By Sunday afternoon, the show was comprised of two introductory performances that served as a starting point for the two eight-minute shows which were completed. The introductory performances were a compilation of largely improvisational acts that did not necessarily meet the specified criteria but were amusing and lighthearted.

The first of the full-length shows was written by junior Brian Petty, directed by Michael Lingle and starred Steve Fallon, Julia Roccanova and Tommy Barbara. The performance was about a high school student named Valerie who had a great amount of promise until entering college, when her mother suddenly passed away, causing her to drop out of school and land on the path of drug addiction. The performance alternated between the narration of Valerie’s teacher and her experiences backtracking from her untimely death. The multi-scene play merged the two parallel storylines that finally intertwined at the character’s graduation.

“It was a challenge to remember a multitude of lines with such short time to rehearse and prepare,” said junior Steve Fallon.

The second performance was written and directed by Dan Kropa and starred Nick D’Ambrosia, Jenna O’Brien, Jordan Edwards and Caroline Harvey. The actors portrayed pet dogs, one on the brink of being neutered, and the show followed the interaction of the dogs and the touchy subject of being fixed. The relationships of the group are strained and romantic connections muddied.

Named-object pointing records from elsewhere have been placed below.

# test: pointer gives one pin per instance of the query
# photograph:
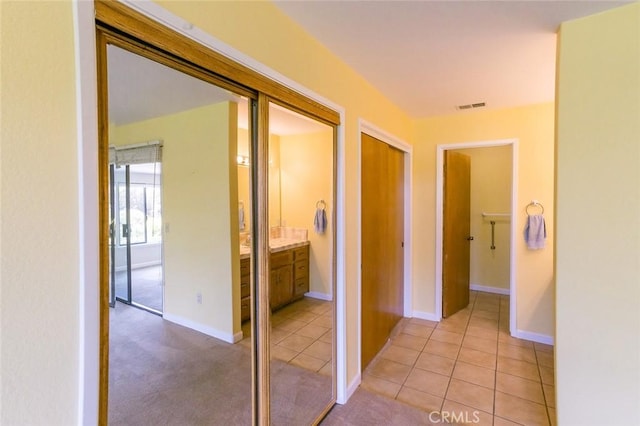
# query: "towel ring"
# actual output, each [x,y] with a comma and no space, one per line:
[534,204]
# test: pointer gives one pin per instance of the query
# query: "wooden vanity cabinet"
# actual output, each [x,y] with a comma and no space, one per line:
[288,278]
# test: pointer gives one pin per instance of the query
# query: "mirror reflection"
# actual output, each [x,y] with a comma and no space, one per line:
[301,266]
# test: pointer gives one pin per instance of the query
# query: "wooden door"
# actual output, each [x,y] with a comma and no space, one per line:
[456,232]
[382,244]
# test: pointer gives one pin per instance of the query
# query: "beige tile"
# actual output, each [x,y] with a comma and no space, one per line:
[320,309]
[327,337]
[304,316]
[484,323]
[474,374]
[499,421]
[479,313]
[547,374]
[282,353]
[380,386]
[448,350]
[522,388]
[426,323]
[520,410]
[552,416]
[462,414]
[483,333]
[482,305]
[472,395]
[453,327]
[447,337]
[417,330]
[409,341]
[477,343]
[517,352]
[320,350]
[296,342]
[327,369]
[312,331]
[307,362]
[542,347]
[545,359]
[426,381]
[476,357]
[389,370]
[435,363]
[506,338]
[420,399]
[291,325]
[399,354]
[549,395]
[518,368]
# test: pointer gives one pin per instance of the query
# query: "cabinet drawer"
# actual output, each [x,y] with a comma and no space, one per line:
[301,287]
[245,308]
[301,253]
[301,270]
[280,259]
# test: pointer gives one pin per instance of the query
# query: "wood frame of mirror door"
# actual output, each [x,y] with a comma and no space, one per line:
[119,25]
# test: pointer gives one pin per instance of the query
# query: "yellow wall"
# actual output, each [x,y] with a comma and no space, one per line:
[490,192]
[598,217]
[199,183]
[306,169]
[254,28]
[40,224]
[534,128]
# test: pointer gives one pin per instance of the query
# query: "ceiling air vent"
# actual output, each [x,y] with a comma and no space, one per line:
[471,106]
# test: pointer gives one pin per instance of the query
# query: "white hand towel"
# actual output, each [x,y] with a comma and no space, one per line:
[535,232]
[241,217]
[320,221]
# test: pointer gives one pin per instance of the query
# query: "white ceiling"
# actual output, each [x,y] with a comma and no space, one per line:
[140,89]
[430,56]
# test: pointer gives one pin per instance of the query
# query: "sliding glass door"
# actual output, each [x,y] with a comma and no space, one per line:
[136,229]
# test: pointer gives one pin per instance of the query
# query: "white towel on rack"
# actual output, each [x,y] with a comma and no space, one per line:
[535,232]
[320,221]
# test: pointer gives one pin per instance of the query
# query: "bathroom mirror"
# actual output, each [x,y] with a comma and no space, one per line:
[174,211]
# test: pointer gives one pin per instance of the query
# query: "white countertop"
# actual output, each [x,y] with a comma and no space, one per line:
[275,245]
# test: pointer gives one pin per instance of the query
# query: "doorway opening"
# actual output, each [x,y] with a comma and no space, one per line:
[491,222]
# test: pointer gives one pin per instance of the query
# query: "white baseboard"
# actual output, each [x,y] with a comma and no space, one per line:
[209,331]
[534,337]
[426,315]
[318,295]
[487,289]
[352,387]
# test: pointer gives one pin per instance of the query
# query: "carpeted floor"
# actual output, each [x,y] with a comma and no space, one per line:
[162,373]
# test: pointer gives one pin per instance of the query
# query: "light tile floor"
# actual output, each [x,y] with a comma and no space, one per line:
[301,334]
[468,364]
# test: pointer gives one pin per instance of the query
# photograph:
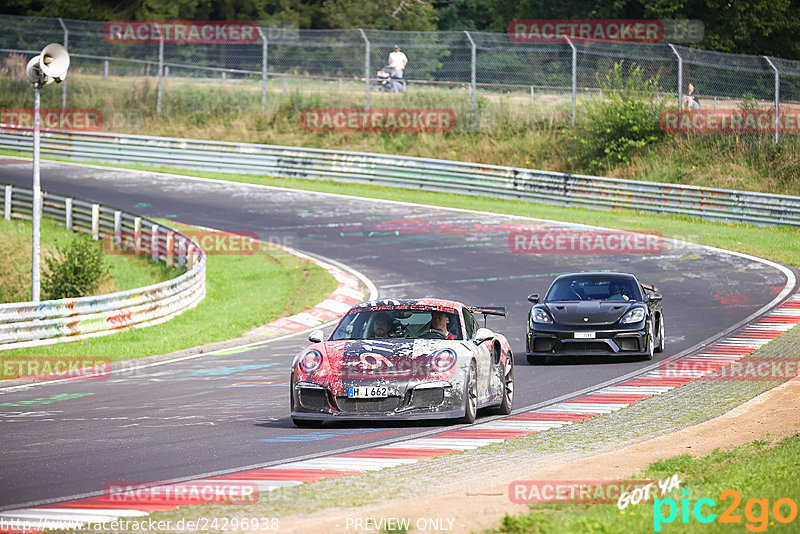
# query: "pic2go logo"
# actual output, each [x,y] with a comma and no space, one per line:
[756,511]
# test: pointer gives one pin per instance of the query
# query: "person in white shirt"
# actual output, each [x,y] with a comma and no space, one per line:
[398,62]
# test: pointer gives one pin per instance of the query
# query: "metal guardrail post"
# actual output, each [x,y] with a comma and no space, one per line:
[7,204]
[160,69]
[473,73]
[574,76]
[367,69]
[264,51]
[777,98]
[64,81]
[680,76]
[68,213]
[95,221]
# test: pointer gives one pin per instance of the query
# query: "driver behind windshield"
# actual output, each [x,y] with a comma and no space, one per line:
[439,322]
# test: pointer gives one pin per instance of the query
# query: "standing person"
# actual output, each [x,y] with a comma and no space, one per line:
[690,98]
[398,62]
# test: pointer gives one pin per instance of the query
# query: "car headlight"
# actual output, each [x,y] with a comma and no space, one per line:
[636,315]
[310,361]
[442,360]
[540,316]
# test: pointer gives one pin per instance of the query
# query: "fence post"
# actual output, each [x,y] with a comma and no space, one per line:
[473,72]
[680,76]
[95,221]
[7,205]
[264,50]
[154,243]
[367,68]
[160,68]
[574,75]
[64,81]
[777,98]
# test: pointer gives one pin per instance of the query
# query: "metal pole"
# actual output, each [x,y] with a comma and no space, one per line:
[574,76]
[366,68]
[264,50]
[160,68]
[64,81]
[473,72]
[37,198]
[777,98]
[680,76]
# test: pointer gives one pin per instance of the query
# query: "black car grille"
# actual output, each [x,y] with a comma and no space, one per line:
[388,404]
[427,397]
[313,399]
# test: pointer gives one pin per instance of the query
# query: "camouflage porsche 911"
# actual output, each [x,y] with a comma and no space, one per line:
[404,359]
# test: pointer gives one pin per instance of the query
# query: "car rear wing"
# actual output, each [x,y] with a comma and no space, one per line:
[500,311]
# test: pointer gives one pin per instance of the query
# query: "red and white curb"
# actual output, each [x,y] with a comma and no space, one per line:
[582,407]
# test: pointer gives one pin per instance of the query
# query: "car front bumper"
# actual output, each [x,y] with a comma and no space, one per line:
[413,400]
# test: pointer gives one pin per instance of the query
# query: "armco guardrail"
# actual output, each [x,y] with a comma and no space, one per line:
[28,324]
[418,173]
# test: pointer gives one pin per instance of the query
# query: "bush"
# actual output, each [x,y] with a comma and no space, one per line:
[76,269]
[626,120]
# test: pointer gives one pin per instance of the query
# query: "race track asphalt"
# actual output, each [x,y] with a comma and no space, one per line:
[196,416]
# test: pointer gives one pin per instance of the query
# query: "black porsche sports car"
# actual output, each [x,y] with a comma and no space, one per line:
[595,314]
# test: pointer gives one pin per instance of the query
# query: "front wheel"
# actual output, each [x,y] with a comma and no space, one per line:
[306,423]
[660,344]
[508,389]
[471,395]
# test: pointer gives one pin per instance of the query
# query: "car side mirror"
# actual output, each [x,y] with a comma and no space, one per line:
[316,336]
[483,334]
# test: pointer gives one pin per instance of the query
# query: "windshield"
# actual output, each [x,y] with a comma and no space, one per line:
[406,323]
[594,288]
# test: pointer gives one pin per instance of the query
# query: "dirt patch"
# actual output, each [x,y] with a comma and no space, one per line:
[774,414]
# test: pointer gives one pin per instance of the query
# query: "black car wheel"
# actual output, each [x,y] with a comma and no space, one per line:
[508,389]
[471,395]
[306,423]
[651,342]
[660,344]
[537,359]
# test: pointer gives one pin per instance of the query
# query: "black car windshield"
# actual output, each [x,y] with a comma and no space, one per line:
[406,323]
[594,288]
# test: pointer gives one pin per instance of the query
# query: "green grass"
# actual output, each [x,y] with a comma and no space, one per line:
[508,129]
[125,272]
[758,470]
[242,293]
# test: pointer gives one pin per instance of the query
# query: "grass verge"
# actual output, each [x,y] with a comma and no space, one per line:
[125,272]
[242,293]
[777,244]
[760,473]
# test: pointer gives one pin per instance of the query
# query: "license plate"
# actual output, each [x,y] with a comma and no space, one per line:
[362,392]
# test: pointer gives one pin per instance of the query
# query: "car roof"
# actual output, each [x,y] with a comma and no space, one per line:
[428,302]
[620,276]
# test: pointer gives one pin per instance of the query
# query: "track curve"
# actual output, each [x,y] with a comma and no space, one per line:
[195,416]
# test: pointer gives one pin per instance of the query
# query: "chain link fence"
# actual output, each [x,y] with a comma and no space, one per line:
[482,77]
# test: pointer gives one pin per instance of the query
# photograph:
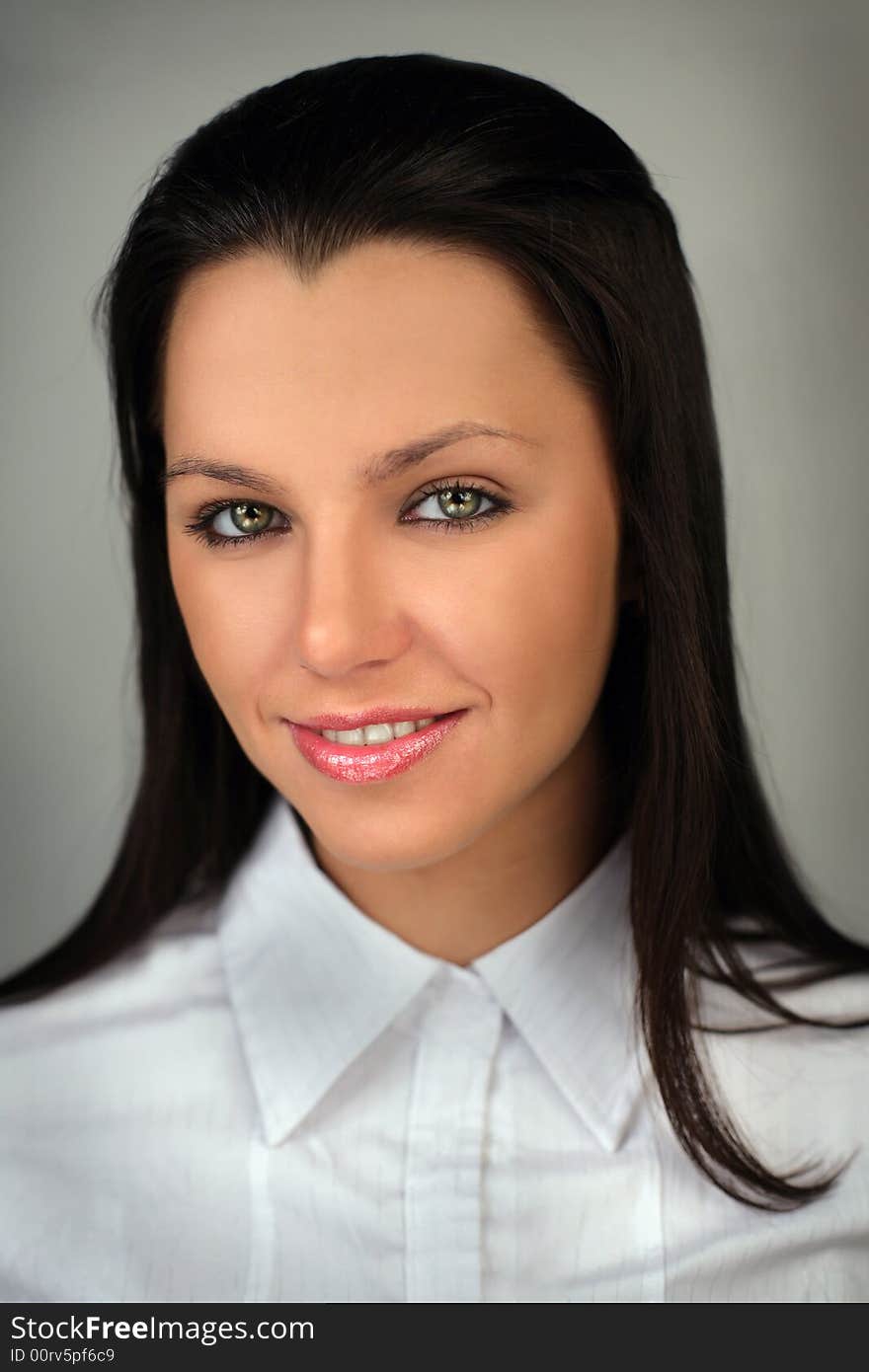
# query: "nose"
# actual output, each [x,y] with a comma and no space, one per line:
[352,612]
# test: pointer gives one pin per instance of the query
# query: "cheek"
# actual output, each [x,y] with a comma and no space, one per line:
[228,625]
[545,633]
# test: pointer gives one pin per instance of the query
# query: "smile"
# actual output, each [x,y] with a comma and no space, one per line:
[375,752]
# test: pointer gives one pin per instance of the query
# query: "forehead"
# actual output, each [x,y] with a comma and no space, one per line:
[383,324]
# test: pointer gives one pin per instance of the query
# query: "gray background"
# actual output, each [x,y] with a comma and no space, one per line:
[751,116]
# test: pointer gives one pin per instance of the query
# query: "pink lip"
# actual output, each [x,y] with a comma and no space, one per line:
[371,762]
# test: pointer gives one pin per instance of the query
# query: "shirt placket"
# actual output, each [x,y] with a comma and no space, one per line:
[446,1139]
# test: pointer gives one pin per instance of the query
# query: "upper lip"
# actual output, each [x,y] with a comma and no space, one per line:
[376,715]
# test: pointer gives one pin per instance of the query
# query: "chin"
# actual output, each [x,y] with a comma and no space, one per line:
[412,844]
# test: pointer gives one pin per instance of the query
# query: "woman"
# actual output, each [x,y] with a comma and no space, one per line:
[422,1013]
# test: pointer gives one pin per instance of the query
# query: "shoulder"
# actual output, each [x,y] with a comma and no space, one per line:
[798,1090]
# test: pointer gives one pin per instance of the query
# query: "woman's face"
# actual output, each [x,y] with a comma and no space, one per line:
[351,600]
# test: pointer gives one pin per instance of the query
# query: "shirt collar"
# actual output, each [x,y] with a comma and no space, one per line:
[313,981]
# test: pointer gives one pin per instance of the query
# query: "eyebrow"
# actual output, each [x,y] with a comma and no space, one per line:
[379,467]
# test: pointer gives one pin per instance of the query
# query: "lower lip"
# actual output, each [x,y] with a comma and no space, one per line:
[371,762]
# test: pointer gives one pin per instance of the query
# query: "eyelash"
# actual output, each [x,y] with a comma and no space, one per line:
[200,531]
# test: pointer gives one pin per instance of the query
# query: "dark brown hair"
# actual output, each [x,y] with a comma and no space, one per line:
[426,148]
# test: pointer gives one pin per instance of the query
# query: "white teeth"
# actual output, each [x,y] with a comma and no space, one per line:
[375,732]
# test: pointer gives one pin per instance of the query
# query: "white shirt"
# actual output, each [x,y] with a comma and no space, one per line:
[277,1100]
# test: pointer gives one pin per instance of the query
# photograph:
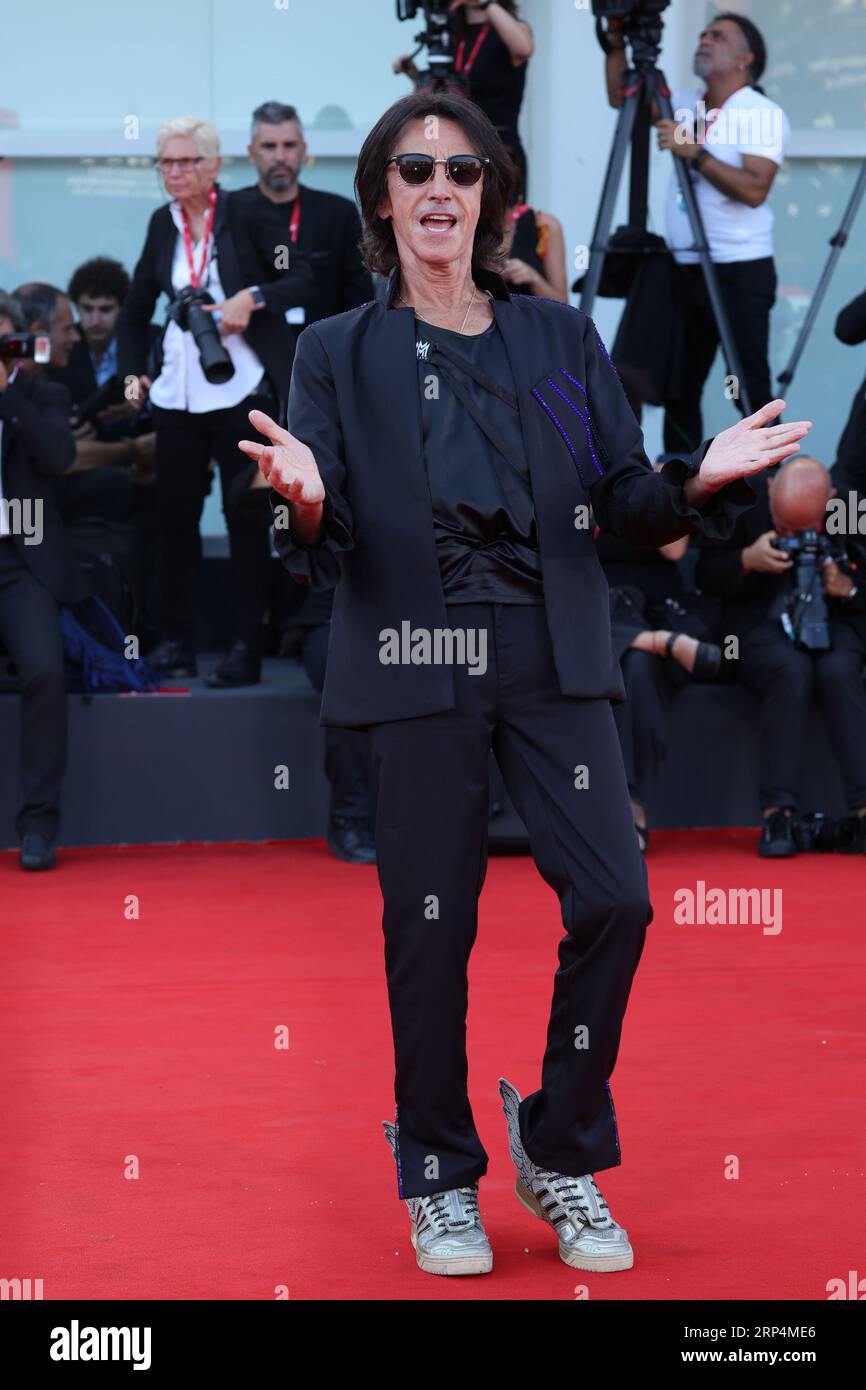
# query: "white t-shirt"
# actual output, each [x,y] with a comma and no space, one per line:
[747,124]
[181,384]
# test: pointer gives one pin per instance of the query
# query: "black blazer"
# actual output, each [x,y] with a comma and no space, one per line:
[328,235]
[242,264]
[850,469]
[38,445]
[355,402]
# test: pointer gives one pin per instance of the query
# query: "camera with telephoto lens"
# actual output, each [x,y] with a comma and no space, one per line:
[437,38]
[22,346]
[188,313]
[802,606]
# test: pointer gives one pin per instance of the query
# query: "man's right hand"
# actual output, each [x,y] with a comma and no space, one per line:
[762,558]
[287,463]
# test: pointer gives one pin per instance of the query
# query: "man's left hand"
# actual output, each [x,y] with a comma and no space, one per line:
[748,446]
[684,148]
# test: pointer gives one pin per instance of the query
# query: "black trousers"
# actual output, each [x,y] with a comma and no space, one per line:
[748,291]
[431,847]
[185,444]
[31,635]
[651,685]
[348,763]
[786,681]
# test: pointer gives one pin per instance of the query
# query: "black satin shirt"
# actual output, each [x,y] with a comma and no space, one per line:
[484,517]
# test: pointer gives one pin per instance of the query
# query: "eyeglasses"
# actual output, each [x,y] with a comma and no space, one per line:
[185,166]
[463,170]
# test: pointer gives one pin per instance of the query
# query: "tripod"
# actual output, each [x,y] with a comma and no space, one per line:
[838,243]
[641,84]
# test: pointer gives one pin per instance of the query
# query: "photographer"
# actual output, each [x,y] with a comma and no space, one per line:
[110,431]
[36,576]
[200,255]
[850,469]
[491,54]
[731,139]
[761,585]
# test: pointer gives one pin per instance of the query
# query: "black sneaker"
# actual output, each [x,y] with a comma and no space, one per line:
[350,840]
[36,851]
[777,836]
[173,659]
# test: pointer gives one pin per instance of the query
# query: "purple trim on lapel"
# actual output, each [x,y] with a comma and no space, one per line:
[563,432]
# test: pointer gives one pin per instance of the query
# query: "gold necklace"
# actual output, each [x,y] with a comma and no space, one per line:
[464,317]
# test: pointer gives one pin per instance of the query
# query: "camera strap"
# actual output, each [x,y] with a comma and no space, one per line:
[195,275]
[464,71]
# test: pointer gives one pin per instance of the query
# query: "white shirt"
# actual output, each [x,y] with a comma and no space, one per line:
[181,384]
[4,526]
[747,124]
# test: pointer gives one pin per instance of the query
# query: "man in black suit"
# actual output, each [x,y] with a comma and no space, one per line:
[288,216]
[754,577]
[38,573]
[202,241]
[293,218]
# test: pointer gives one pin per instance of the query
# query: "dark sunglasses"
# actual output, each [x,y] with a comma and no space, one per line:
[463,170]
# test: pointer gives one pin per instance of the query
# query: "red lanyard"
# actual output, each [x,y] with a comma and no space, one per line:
[473,54]
[295,223]
[195,277]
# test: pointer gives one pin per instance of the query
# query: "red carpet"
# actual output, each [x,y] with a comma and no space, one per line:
[152,1040]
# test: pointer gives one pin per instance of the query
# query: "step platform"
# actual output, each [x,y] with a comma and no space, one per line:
[198,765]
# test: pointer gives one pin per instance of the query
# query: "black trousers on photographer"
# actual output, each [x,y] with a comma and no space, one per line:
[748,292]
[185,445]
[787,679]
[29,630]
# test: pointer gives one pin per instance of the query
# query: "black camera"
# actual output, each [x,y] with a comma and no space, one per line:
[36,346]
[438,41]
[188,313]
[802,608]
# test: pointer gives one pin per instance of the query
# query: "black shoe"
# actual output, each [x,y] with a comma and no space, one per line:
[777,836]
[851,836]
[708,658]
[350,840]
[239,667]
[36,851]
[173,659]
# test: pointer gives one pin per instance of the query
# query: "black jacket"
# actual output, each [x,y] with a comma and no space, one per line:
[327,236]
[355,402]
[748,598]
[242,263]
[38,445]
[850,469]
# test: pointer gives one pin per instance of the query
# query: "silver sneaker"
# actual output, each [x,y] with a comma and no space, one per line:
[588,1236]
[446,1229]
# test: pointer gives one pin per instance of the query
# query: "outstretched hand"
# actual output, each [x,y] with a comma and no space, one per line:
[287,463]
[749,446]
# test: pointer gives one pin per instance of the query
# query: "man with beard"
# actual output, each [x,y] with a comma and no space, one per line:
[285,217]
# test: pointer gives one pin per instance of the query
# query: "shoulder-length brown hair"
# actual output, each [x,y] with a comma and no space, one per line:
[377,245]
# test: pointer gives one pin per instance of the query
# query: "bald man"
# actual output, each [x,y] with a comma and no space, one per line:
[751,576]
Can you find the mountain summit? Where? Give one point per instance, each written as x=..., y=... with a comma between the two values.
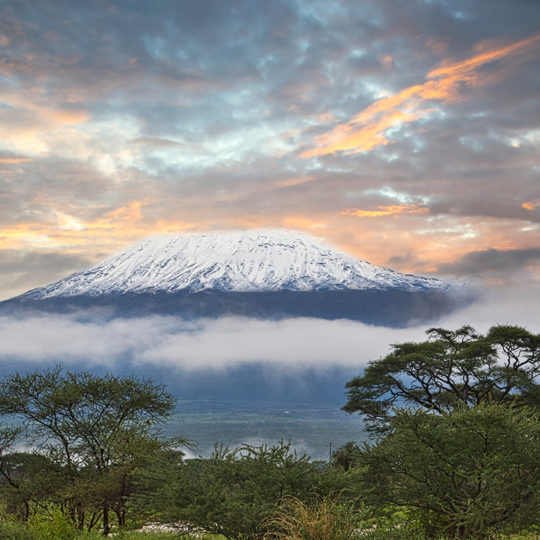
x=261, y=273
x=237, y=261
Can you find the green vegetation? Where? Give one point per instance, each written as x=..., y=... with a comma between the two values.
x=455, y=455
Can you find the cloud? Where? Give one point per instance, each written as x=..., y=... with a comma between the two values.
x=21, y=270
x=445, y=84
x=293, y=344
x=531, y=205
x=392, y=210
x=492, y=261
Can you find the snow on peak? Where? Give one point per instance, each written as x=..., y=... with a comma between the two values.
x=252, y=260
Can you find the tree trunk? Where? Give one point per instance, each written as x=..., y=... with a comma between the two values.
x=106, y=527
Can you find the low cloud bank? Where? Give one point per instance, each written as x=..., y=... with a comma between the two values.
x=234, y=341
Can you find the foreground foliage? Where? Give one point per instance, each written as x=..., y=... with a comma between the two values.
x=89, y=434
x=450, y=369
x=462, y=462
x=471, y=474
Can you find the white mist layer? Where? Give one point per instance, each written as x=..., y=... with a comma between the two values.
x=233, y=341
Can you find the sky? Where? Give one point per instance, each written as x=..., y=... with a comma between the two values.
x=404, y=132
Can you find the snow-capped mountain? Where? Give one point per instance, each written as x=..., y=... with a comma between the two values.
x=254, y=273
x=240, y=261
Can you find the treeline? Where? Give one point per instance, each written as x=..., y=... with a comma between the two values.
x=455, y=453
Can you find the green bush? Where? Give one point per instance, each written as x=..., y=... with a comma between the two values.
x=16, y=531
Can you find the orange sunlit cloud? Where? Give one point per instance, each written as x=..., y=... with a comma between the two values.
x=118, y=226
x=531, y=205
x=388, y=210
x=444, y=84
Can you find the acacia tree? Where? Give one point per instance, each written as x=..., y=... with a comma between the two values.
x=450, y=369
x=468, y=474
x=98, y=429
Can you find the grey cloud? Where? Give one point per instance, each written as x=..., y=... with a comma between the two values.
x=230, y=342
x=23, y=270
x=491, y=261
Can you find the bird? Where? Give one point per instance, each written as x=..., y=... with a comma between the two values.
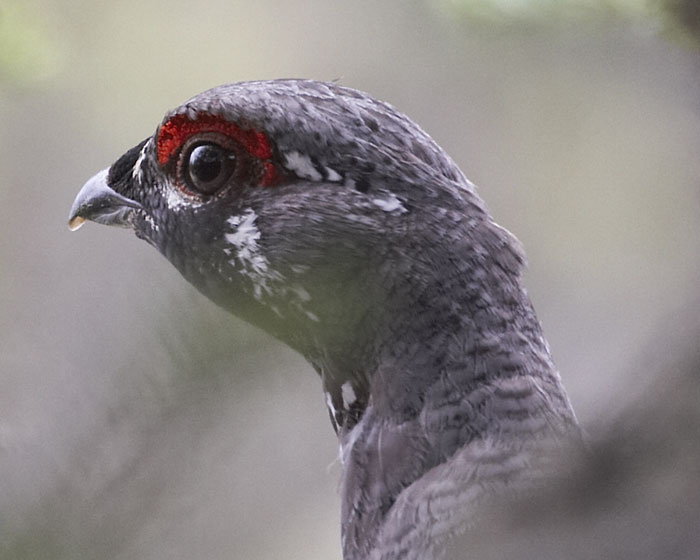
x=333, y=222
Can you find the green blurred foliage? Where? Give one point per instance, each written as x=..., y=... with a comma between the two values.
x=677, y=18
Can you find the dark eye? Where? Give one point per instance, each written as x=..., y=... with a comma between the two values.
x=208, y=167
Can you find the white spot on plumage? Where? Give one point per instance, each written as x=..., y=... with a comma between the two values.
x=390, y=204
x=137, y=171
x=348, y=393
x=249, y=260
x=329, y=404
x=302, y=166
x=252, y=263
x=332, y=175
x=312, y=316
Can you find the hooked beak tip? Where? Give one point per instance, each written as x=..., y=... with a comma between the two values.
x=98, y=202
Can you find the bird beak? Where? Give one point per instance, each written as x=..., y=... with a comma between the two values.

The third and final play, also written by Kropa and directed by Nick Walsh, starred Warren Dolan and Kropa himself. The performance centered around two unborn twin brothers who discuss “the facts of the universe” only to forget them upon their birth despite how much they struggle to remember. The facts, however, are not of monumental importance but reveal odd “truths” about mostly people but also a wide variety of subjects.

The 24-Hour Playfest, which took place in the Sharp Theater, was a culmination of the hard work of student playwrights and actors who had little time to prepare their material. The event occurs every semester, and Alpha Psi Omega hopes that in the future it will gain even more exposure for the benefit of the performers and the student body.